Reports trickling in from Iran indicate unrest in southwestern oil-rich province of Khuzestan on Friday after bread prices rose significantly in recent days.
First came the news Friday morning that internet connection was shut off or significantly slowed down in Khuzestan, a development usually signaling protests in Iran. Authorities disrupt the Internet to prevent news of unrest reaching the rest of the country and abroad. It is also done to prevent protesters from galvanizing support in nearby regions.
Later came reports of a curfew in the city of Susangerd and gunshots heard in the Abuzar neighborhood.
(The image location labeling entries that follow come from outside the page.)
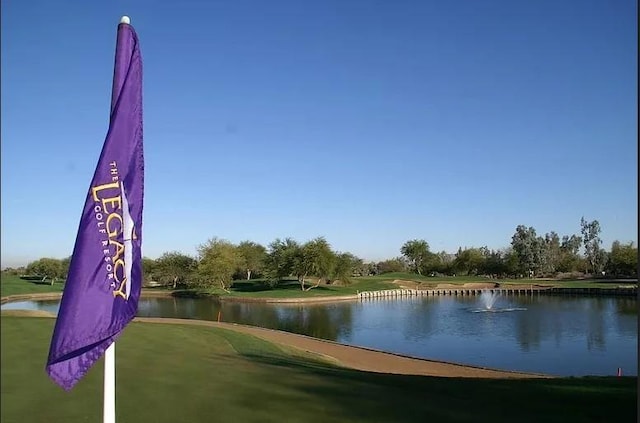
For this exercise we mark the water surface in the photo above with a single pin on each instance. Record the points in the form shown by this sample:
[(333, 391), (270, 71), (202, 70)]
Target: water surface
[(548, 334)]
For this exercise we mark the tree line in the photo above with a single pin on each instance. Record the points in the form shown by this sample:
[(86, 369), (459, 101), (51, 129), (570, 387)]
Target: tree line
[(219, 262)]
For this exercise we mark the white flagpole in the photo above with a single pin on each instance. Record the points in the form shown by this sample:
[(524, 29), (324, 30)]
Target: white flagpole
[(109, 401), (109, 405)]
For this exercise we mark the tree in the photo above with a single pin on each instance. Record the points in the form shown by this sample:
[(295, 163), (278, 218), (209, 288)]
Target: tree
[(219, 259), (468, 261), (174, 267), (346, 264), (591, 237), (397, 264), (494, 263), (569, 260), (550, 253), (253, 255), (528, 249), (64, 267), (417, 252), (148, 268), (316, 259), (280, 259), (47, 268), (623, 259)]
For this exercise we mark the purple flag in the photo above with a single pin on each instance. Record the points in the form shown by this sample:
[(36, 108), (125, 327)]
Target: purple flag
[(103, 285)]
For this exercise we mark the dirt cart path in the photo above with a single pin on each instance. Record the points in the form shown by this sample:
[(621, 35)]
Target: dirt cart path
[(355, 357)]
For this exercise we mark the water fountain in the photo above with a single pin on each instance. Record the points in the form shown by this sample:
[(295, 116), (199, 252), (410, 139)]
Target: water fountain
[(488, 300)]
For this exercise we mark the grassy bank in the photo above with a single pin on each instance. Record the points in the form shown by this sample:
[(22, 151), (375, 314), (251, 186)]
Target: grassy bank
[(169, 373), (13, 285)]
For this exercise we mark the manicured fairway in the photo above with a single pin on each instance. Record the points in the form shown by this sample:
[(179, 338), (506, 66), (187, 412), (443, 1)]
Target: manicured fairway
[(175, 373)]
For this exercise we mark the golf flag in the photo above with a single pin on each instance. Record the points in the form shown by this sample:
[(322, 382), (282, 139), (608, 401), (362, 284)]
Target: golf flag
[(103, 284)]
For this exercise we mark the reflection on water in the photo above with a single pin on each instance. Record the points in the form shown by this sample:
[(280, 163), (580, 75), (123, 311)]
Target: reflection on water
[(547, 334)]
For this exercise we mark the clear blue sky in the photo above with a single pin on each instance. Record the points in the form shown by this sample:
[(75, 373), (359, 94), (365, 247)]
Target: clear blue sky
[(367, 122)]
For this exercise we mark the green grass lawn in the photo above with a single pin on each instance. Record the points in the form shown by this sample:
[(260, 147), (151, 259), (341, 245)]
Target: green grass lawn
[(175, 373), (13, 285)]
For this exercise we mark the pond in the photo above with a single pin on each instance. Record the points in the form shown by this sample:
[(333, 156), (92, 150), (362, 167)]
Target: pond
[(560, 335)]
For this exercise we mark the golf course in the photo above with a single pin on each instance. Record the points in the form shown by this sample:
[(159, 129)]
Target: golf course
[(172, 370)]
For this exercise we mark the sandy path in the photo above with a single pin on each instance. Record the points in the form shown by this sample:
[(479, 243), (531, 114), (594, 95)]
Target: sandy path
[(355, 357)]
Some reports that Iran International cannot independently confirm speak of security forces forcefully entering homes and warning citizens not to join protests.
A source told Iran International that “Security forces went up to the roofs of buildings and homes and fired tear gas into the courtyards of some houses,” adding that they were trying to intimidate Susangerd residents to prevent them from joining the protests.
Apart from this general picture, there are no details about how large the protests were, possible clashes, injuries, or if the unrest continues.
Khuzestan was a hotbed of protests in May and June 2021 when for consecutive days people in many cities came into streets to demand water, amid government mismanagement of water resources and drought. At least ten people were shot by security forces in the unrest.
With the sudden quadrupling of bread prices, many Iranians expect widespread protests, since a persistent 40-percent inflation has depleted people’s finances and bread is the last food item poorer families can afford.